She turns bottles into pieces of art
It is a common notion that environment concerns can be a pastime or a hobby and not a profitable profession, especially in an urban world. However, every commercial activity need not deprive Mother Earth of its flora & fauna, says Aparna, a student, who has come up with ‘Quppi’, an idea to rid the Ashtamudi Lake in Kollam of the many waste materials cast on its shores…
Q: How did this idea come to you?
The idea of Quppi came to me on the long stretch I travelled every day to reach Kollam town from home in Munroe Thuruthu, an island 28 km away! There would be so many bottles on the way, especially on the banks of the Ashtamudi Lake. I began collecting the pretty ones and bringing them home. I have always liked to paint and draw and this is what I did on the bottles. They became decorative. This became a habit. Every day I brought five or six bottles home. I’d carry extra bags and sacks to carry these and my mother began to worry – what will people say of a 22-year-old picking discarded bottles from the road? But when I started posting pictures of the bottles I converted into beautiful decorative pieces and people began asking me about them, wanting to buy them, the family too lent support.

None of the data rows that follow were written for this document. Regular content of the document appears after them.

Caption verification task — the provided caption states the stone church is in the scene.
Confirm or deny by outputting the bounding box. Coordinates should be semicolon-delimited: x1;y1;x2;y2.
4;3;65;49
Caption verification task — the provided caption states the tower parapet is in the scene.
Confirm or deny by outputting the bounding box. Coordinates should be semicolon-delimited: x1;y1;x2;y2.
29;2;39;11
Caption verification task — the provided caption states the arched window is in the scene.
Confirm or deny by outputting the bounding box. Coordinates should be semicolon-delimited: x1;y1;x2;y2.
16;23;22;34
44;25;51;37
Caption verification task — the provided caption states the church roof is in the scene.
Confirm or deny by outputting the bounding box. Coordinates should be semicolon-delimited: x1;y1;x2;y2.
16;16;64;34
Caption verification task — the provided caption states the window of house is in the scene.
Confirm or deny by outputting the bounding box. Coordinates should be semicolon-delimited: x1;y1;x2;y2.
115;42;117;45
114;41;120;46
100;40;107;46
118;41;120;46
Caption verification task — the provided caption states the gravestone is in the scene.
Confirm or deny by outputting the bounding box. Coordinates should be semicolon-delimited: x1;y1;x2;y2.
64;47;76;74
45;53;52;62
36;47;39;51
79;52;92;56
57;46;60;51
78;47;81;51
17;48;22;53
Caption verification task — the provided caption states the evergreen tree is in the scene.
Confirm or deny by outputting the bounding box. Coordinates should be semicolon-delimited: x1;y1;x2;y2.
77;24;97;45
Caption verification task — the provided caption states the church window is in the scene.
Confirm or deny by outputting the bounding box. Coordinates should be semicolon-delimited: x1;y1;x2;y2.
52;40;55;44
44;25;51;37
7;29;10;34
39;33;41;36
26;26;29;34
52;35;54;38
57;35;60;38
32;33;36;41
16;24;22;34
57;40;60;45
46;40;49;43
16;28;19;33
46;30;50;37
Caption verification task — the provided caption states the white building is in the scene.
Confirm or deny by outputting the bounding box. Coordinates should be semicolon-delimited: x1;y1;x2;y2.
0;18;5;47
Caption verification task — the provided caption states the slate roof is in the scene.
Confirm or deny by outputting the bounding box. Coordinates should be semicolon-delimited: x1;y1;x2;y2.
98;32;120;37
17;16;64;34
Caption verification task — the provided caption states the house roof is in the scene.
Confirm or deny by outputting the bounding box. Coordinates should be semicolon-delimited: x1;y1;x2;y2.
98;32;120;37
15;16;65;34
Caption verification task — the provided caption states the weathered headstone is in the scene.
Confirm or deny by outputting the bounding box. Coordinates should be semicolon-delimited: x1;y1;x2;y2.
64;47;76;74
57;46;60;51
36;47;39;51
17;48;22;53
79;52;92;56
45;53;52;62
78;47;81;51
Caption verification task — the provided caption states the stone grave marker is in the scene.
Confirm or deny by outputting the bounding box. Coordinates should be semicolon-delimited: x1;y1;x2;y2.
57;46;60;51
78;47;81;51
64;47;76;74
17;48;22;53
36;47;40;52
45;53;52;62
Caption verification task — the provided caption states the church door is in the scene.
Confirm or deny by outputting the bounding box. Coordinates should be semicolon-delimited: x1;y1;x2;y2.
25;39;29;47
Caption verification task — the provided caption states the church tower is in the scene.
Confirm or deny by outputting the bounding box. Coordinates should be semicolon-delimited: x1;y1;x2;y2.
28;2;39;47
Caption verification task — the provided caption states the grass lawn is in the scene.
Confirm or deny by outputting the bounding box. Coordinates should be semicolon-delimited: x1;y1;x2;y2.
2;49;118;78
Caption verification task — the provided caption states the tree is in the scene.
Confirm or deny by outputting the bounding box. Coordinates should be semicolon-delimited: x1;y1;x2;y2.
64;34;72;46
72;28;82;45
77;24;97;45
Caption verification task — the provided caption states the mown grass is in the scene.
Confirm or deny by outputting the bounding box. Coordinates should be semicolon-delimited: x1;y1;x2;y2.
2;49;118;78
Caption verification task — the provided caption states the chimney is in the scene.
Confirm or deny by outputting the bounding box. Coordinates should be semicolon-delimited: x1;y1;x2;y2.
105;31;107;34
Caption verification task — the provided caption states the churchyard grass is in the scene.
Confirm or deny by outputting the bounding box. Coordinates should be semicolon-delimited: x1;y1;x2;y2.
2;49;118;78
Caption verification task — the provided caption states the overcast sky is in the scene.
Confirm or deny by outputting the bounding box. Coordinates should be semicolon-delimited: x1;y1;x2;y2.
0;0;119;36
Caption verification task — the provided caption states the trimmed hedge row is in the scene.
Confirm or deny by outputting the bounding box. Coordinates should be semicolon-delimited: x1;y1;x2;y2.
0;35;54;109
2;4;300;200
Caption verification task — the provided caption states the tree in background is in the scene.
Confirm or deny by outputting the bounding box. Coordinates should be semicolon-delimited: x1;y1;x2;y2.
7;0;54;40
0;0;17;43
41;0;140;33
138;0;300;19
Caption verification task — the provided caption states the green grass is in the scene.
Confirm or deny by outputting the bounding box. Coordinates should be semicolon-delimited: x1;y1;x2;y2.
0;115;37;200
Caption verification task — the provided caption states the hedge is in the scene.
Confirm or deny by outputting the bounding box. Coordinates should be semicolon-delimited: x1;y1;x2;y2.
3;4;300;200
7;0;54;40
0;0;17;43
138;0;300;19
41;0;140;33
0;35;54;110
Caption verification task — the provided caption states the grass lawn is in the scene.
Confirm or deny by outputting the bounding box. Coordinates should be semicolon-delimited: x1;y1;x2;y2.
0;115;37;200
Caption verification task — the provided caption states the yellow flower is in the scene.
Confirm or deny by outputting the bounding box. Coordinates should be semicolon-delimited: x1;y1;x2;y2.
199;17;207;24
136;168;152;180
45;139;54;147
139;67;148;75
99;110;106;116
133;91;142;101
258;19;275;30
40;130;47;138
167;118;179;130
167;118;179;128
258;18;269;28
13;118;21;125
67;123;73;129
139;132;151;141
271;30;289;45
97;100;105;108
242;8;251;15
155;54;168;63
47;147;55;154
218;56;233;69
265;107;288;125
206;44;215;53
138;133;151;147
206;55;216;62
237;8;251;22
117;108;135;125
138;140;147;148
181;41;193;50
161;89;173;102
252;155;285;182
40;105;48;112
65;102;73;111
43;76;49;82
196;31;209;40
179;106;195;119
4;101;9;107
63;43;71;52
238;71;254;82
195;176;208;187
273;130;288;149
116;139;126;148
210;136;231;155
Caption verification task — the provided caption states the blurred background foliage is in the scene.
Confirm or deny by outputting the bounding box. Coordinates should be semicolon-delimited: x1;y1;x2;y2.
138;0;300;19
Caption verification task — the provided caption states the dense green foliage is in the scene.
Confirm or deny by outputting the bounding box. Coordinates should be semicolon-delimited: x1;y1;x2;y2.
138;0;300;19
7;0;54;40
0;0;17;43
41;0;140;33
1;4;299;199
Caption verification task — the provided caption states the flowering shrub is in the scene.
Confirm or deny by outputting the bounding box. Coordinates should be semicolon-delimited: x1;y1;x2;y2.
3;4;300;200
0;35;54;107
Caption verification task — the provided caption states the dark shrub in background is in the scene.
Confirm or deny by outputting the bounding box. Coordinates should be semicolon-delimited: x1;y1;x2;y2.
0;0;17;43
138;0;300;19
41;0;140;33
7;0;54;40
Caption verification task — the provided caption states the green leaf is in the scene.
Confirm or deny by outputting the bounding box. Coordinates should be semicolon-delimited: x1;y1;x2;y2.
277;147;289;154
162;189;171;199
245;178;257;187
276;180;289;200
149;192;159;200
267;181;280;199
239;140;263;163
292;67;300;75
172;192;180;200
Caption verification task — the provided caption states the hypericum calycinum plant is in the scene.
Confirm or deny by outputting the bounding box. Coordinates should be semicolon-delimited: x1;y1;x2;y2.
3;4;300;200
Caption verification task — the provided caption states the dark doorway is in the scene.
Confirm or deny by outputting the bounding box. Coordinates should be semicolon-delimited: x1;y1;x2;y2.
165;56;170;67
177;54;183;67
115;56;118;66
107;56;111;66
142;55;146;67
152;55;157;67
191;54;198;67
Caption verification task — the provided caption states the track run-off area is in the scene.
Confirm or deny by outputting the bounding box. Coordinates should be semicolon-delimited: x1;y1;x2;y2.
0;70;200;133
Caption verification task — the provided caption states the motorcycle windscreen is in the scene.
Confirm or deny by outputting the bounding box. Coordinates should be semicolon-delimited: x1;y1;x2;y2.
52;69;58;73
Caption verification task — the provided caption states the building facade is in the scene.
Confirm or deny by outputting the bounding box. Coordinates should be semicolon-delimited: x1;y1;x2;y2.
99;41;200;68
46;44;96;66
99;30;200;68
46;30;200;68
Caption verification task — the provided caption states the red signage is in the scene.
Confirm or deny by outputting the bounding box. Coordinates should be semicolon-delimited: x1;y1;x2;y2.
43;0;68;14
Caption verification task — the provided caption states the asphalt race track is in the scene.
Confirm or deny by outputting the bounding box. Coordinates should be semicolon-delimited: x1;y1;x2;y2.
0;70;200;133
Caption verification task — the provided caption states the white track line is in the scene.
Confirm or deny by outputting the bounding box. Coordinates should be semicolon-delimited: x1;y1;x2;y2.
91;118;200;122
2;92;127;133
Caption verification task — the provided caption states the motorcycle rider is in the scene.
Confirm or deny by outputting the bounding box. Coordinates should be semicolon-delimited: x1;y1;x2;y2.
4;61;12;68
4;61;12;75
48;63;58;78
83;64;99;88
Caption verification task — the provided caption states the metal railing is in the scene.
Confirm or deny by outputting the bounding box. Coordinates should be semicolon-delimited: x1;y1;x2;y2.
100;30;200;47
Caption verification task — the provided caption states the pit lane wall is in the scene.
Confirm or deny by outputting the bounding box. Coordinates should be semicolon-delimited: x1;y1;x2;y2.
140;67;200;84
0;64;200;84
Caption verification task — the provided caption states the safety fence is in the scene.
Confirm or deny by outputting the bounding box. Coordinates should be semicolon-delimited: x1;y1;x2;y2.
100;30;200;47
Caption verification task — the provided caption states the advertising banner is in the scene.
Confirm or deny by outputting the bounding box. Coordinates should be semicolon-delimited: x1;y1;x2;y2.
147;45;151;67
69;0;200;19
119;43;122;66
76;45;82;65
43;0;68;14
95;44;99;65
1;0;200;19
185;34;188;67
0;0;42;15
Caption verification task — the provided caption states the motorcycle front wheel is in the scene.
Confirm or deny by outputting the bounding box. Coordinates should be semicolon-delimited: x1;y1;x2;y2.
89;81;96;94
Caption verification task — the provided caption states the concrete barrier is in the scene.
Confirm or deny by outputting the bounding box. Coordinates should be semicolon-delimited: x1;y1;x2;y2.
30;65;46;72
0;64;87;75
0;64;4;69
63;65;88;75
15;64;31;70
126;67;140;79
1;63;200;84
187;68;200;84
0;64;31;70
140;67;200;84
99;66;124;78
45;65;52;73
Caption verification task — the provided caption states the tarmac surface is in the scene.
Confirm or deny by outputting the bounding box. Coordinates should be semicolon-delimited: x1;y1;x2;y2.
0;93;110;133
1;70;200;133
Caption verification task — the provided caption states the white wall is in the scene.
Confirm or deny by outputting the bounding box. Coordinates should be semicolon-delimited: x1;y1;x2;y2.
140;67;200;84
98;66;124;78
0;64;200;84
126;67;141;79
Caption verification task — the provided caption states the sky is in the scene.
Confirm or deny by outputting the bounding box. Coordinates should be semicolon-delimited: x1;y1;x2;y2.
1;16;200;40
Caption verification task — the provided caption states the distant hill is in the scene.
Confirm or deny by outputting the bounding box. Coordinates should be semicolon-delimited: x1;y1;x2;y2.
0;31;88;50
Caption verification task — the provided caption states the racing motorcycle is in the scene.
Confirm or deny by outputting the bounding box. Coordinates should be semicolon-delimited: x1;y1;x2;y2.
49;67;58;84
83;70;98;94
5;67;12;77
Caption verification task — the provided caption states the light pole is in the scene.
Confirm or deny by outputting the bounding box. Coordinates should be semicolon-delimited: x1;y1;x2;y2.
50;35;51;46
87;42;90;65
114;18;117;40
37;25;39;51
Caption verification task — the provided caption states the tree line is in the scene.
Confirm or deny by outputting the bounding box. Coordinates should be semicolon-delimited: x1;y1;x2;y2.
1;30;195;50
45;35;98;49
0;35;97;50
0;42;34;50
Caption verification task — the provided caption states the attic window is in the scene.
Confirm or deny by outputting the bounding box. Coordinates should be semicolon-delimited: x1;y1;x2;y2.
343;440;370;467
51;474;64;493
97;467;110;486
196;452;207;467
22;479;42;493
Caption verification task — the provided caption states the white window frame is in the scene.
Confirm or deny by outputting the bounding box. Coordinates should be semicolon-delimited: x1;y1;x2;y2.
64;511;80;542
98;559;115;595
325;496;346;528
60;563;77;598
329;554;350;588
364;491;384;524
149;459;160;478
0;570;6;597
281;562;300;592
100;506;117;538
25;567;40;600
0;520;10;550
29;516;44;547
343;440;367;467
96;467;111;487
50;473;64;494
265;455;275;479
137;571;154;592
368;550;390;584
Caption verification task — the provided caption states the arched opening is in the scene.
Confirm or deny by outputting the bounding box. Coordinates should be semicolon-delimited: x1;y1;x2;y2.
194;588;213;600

Q: How did it turn into an enterprise?
What began as a hobby got a deeper meaning when I realised that in one way this could reduce the wastes accumulating on the sides of the beloved Ashtamudi. If more people joined and more bottles got picked up and converted into something useful, it could really make a difference! I put up a Facebook post announcing a meeting of those who would like to take the waste converted into ‘a new form’ back home with them. Sixteen people I had not met before turned up at the meet. With gloves covering their hands, they picked up all sorts of waste material that could be upcycled – bottles, thermocol, plastic covers, disposable cubs, nylon clothes – and brought it to my home. More materials came from the townsfolk who heard what was happening and wanted to help. We spent hours cleaning the materials we collected. Cleaning was the toughest part! With a little team, I then put together a small awareness programme at the Adventure Park: College students, teachers, employees of the health department, working folk – all came to attend it. The upcycled objects were exhibited and some of these were bought too.
Q: What is your motto?
We often spend money to buy craft from the shop when instead we can convert such waste materials into something useful. I was mocked so much for collecting waste from the road. It is that attitude that should change. It is not always decorative pieces. Plastic bottles, for instance, can be converted into a piece of furniture, like a stool. There are many ideas being shared. One idea is to create shades or shelters – some sort of roofing – with plastic bottles in bus stands and other places. But we will need more raw materials for it. Quppi is turning out to be bigger than I expected. There will be more programmes like these now. The idea is to take it to as many people as possible. It has become such a big part of my life that my friends call me Quppi these days. Kuppi in Malayalam means bottle.